Thursday, 17 September 2015
This was the first day in five weeks I didn't have to do my hospital trip to have my radiotherapy. I thought it would feel strange but actually - it didn't!!! After I have written my last post there was a change in my radiotherapy schedule. As I used to say jokingly I was doing so well with my radiotherapy that I was given an extra bonus of ten treatments. No the truth is the longer treatment schedule is supposed to be less harsh to the skin, that's why it was changed. It means I only finished yesterday. Yet I can't say it was too bad. My skin was holding up well, I didn't get too tired, I was fine driving myself daily to the hospital and back and I even managed to do most of it. I worked in mornings before my treatment but then after the treatment I ended up almost every day either in a coffee shop or in the park (according to the weather but living in the UK it was mostly coffee shop) writing in my journal and if could I went visiting places.
Picnic at St. Osvald's Priory ruins
My friends went on steam train, I didn't expect to go on the train, I just went to meet them after my treatment in Cheltenham train station but my friend gave me her ticket to go back and she drove my car to Toddington.
At last I made it! After 11 years living in the are I visited Shakespeare's birthplace from inside
My most favourite park: Pittville Park in Cheltenham
Funny rugby balls in Gloucester
So most of my treatment is over (I'll be still on hormonal treatment) and only time will tell if it was successful.
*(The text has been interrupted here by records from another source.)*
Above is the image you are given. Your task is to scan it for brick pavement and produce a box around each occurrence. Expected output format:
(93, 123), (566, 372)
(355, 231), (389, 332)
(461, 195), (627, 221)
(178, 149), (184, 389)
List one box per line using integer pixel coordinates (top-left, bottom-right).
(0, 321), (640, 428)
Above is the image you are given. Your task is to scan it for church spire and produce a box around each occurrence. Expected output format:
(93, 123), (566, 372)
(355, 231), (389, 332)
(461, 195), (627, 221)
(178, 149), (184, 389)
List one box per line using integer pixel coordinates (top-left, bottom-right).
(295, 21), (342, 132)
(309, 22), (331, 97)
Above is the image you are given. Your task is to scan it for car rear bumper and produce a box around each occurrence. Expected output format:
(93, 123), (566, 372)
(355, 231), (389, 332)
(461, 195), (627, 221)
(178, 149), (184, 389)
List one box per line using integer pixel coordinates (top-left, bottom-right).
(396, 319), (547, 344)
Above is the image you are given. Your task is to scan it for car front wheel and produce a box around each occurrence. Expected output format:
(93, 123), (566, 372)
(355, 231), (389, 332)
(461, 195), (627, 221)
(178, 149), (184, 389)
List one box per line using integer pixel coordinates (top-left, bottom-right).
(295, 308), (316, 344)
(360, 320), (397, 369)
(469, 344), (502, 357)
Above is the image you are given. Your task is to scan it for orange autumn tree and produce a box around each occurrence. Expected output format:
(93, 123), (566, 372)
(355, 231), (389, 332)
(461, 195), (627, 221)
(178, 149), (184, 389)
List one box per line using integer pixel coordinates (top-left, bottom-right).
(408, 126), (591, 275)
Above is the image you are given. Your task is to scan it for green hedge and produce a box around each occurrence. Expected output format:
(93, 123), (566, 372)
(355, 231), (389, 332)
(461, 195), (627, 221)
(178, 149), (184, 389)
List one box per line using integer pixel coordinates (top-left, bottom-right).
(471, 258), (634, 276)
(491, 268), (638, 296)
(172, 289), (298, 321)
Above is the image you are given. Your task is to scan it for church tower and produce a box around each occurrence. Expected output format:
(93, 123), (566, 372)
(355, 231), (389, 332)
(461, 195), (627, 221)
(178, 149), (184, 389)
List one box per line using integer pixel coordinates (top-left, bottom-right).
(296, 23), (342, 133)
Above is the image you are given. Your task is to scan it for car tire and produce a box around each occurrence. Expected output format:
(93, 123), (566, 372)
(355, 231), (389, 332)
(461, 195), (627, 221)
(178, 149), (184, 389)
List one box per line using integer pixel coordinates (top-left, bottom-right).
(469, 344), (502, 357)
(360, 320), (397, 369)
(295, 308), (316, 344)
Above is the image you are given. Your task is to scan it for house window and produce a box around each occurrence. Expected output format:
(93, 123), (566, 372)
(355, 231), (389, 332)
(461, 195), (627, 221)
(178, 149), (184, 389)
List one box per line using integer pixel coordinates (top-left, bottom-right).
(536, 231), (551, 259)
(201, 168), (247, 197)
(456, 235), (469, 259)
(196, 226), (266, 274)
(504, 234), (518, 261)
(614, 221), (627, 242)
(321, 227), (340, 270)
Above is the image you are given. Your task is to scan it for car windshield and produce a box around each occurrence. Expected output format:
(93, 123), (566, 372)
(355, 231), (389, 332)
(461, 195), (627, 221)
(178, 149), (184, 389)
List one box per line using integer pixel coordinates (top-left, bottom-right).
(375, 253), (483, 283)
We will see. But I find that even though I'm fairly rational person there are times when I get panicky in a proper irrational way. If I get any unusual pain my first thought is if it might be cancer or I can see lumps and bumps even where they aren't. Weird... I hope this emotional "side effect" will go over time
Anyway, after all I have been through I'm going to enjoy some holidays. Why not one holiday a month? Tomorrow I'm off to Devon for a week. It's an usual annual holiday for all of us living in the community and I'm very lucky I managed to go. For a long time I wasn't sure whether my treatment will be finished or not. In October I decided to do something I have never done before - I'm going on holiday on my own and it's very special holiday indeed. I'm staying 8 days in Rome. Something to mark the end of one season in my life. In November I'm going to see my family in Slovakia at last. Not too bad. I just started wondering how I'm going to fit all my usual work in between those holidays.
There really is a time for everything (Eccle 3:1): Time for hospital visits and time for holidays.